Elle s’interroge aussi sur le progrès qu’est susceptible d’apporter l’inopposabilité par rapport à la nullité, alors que le résultat pratique est le même, sauf à créer un doute, notamment en cas de litiges successifs, et de créer ainsi une certaine insécurité qui n’existait pas auparavant.[1]

Le Professeur François-Xavier pense que le texte nouveau ne devrait avoir aucune incidence sur la circulation de la clause compromissoire et son extension, du moins en matière internationale du faite que les notions d’implication ou d’immixtion dans l’exécution du contrat ne devraient pas être remises en cause pour l’application de la clause compromissoire. Reste cependant qu’en matière de cession d’actions dans une société commerciale, considérée comme pouvant faire l’objet d’une clause compromissoire sous l’empire du texte ancien, il suscitera peut-être une contestation au niveau de l’opposabilité lorsque la cession intervient avec une partie non professionnelle ; il faut espérer que l’exception de l’article L 721 du Code de commerce demeurera applicable bien qu’elle ne concerne que la validité de la clause compromissoire.

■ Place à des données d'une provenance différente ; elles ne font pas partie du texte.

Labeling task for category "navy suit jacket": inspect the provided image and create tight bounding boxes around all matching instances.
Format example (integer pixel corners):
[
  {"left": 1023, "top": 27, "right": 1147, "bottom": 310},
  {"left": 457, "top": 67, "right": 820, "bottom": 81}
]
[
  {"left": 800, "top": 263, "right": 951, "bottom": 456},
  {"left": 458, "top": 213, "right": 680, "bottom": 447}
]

Il a relevé que l’inopposabilité était la règle en matière de droit de consommation et avait été adoptée pour le contrat de travail international. La mise en œuvre en sera donc identique, c’est-à-dire que l’inopposabilité de la clause devra être soulevée « in limine litis » sous peine de renonciation qui résulterait notamment d’une désignation d’arbitre. En cas de difficulté il appartiendra principalement à l’institution d’arbitrage et à défaut au juge d’appui d’en apprécier le caractère manifeste, sinon par application du principe compétence-compétence c’est le tribunal arbitral qui se prononcera.

L’application de la clause compromissoire dans le temps suscite aussi des interrogations mais selon lui son caractère de loi de procédure devrait, comme pour l’application de l’ancien article 2061 du Code civil, militer pour son application immédiate aux contrats en cours, alors de surcroît que l’inopposabilité ne se situe pas sur le même plan contraignant que la nullité.

Monsieur Thomas CLAY et Monsieur Pierre BERLIOZ sont intervenus pour affirmer que les intentions du législateur étaient favorables à l’arbitrage et que les hésitations qui se manifestent devraient être levées par une application libérale du texte. C’est le vœux général et il reste à attendre son application pratique pour en juger, mais on ne peut s’empêcher de penser qu’inopposabilité est plus douce que nullité et qu’un progrès en est résulté, même si des questions demeurent.

Bertrand MOREAU

[1] La réponse ministérielle du 16 mai 2017 à la question n°98313 au Ministère de la Justice n’est pas de nature à lever toutes les incertitudes.